Werkneemster heeft voor het laatst gewerkt als medewerkster studentenservice. Op 16 oktober 2013 heeft zij zich ziek gemeld met vermoeidheidsklachten en psychische klachten. Het UWV heeft bij besluit van 2 oktober 2015 geweigerd werkneemster een WGA-uitkering toe te kennen, omdat de mate van arbeidsongeschiktheid minder dan 35% was. Op 14 september 2020 heeft werkneemster zich bij het UWV gemeld met toegenomen vermoeidheidsklachten, pijnklachten en psychische klachten. Het UWV heeft wederom geweigerd werkneemster een WGA-uitkering toe te kennen, omdat volgens het UWV geen sprake is van toegenomen beperkingen uit dezelfde ziekteoorzaak binnen vijf jaar na 14 oktober 2015. Volgens de verzekeringsarts was werkneemster op 14 september 2020 in staat om acht uur per dag en veertig uur per week te werken. Volgens werkneemster heeft zij wel degelijk toegenomen beperkingen door haar vermoeidheidsklachten en psychische klachten. Ter onderbouwing hiervan heeft werkneemster informatie overgelegd van twee cardiologen. De Centrale Raad van Beroep heeft emeritus hoogleraar interne geneeskunde Van der Meer (hierna: de deskundige) als deskundige benoemd.
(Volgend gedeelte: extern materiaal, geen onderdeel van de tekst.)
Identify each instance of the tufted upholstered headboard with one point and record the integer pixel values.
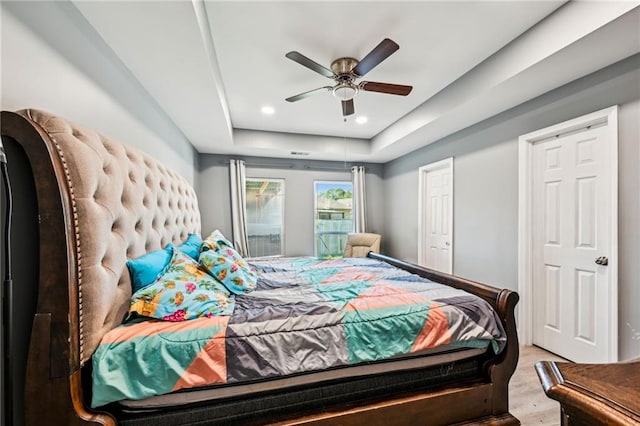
(116, 203)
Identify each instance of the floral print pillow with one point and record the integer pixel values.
(183, 292)
(221, 261)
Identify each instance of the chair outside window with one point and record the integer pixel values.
(359, 244)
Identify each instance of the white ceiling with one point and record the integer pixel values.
(212, 65)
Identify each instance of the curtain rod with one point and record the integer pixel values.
(292, 166)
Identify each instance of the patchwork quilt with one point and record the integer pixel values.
(305, 315)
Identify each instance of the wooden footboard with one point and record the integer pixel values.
(57, 377)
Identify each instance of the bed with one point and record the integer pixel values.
(99, 203)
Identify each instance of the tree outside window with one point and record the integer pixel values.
(265, 216)
(333, 206)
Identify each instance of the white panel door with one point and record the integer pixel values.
(571, 219)
(436, 227)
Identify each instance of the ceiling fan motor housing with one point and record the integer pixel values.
(342, 68)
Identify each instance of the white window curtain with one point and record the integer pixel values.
(237, 178)
(359, 202)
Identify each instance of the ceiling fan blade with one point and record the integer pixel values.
(377, 55)
(307, 94)
(392, 89)
(312, 65)
(347, 108)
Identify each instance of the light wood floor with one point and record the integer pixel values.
(527, 400)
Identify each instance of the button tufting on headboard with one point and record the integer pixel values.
(120, 198)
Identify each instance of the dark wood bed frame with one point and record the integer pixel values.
(57, 381)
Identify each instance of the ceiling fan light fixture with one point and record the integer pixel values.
(345, 91)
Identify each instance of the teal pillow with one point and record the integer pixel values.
(183, 292)
(224, 263)
(145, 269)
(191, 246)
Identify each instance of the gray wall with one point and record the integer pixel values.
(52, 59)
(299, 176)
(486, 187)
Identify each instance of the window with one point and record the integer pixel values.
(265, 216)
(333, 203)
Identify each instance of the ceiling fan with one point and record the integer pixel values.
(345, 72)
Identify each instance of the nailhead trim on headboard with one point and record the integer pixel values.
(124, 203)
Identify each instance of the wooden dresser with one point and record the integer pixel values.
(593, 394)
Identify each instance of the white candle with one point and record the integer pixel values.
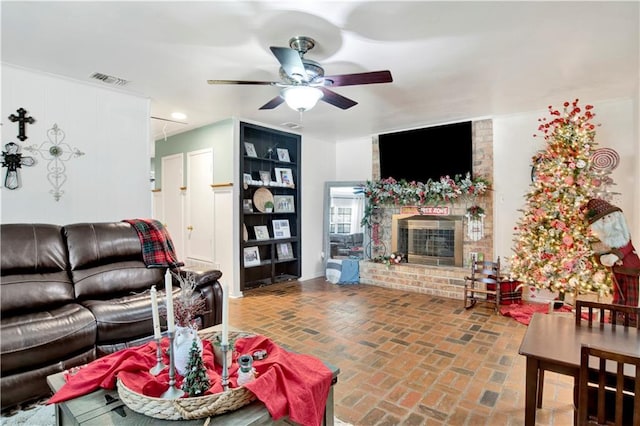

In geschil is of het UWV werkneemster terecht geen WIA-uitkering heeft toegekend, omdat bij haar geen sprake is van toegenomen beperkingen uit dezelfde ziekteoorzaak binnen vijf jaar.

Oordeel

De Centrale Raad van Beroep oordeelt als volgt. De deskundige heeft geconcludeerd dat bij werkneemster op 14 september 2020 onder meer sprake was van ME/CVS. Op 14 september 2020 was sprake van toegenomen beperkingen ten opzichte van de eerdere beoordeling. Uit de stukken van de behandelend artsen (uit de periode 2011 tot en met 2020) blijkt volgens de deskundige dat de intensiteit van de gemelde pijn is toegenomen en dat werkneemster meer tijd nodig heeft voor herstel. Wat betreft de vermoeidheid van werkneemster heeft de deskundige ook gewezen op de metingen die bij herhaling hebben laten zien dat er sprake is van ernstige vermoeidheid en aanzienlijke beperkingen. Uit de testen (2016, 2019, 2020) blijkt dat deze consistent zijn en dat sinds de meting in 2011 de vermoeidheid duidelijk prominenter is (namelijk hoog in de vermoeidheidsschaal). De laatste jaren is er sprake van een verslechtering met meer beperkingen, meer pijn en meer houdingsafhankelijke klachten. Volgens de deskundige is met de bij werkneemster afgenomen testen objectief inzicht verkregen in de beperkingen van werkneemster en is zij sterk beperkt. Daarbij moet worden meegewogen zowel post-exertionele malaise (PEM), waarbij men zieker wordt bij een normaliter te verwaarlozen inspanning, als posturaal orthostatisch tachycardiesyndroom (POTS), waarbij de overgang van bijvoorbeeld liggen naar zitten een abnormaal grote toename van de hartslagfrequentie en duizeligheid veroorzaakt. Werkneemster is volgens de deskundige niet in staat om acht uur per dag, veertig uur per week te werken. Het deskundigenrapport geeft naar het oordeel van de Centrale Raad van Beroep blijk van een zorgvuldig onderzoek. Wat betreft de specifieke medische situatie van werkneemster worden de conclusies van de deskundige gevolgd. Het UWV heeft onvoldoende rekening gehouden met de diagnose ME/CVS en de daaruit voortvloeiende beperkingen op 14 september 2020. Voor werkneemster is ten onrechte geen urenbeperking aangenomen. Hieruit volgt dat het bestreden besluit lijdt aan een motiveringsgebrek. Het UWV wordt opgedragen dit gebrek te herstellen. Daartoe dient een verzekeringsarts bezwaar en beroep een FML op te stellen die in overeenstemming is met de conclusies van de deskundige. Vervolgens zal het UWV moeten bezien of er sprake is van toegenomen beperkingen die voortvloeien uit dezelfde ziekteoorzaak en zo ja, welke gevolgen dat heeft voor de aanspraak van werkneemster op grond van de Wet WIA.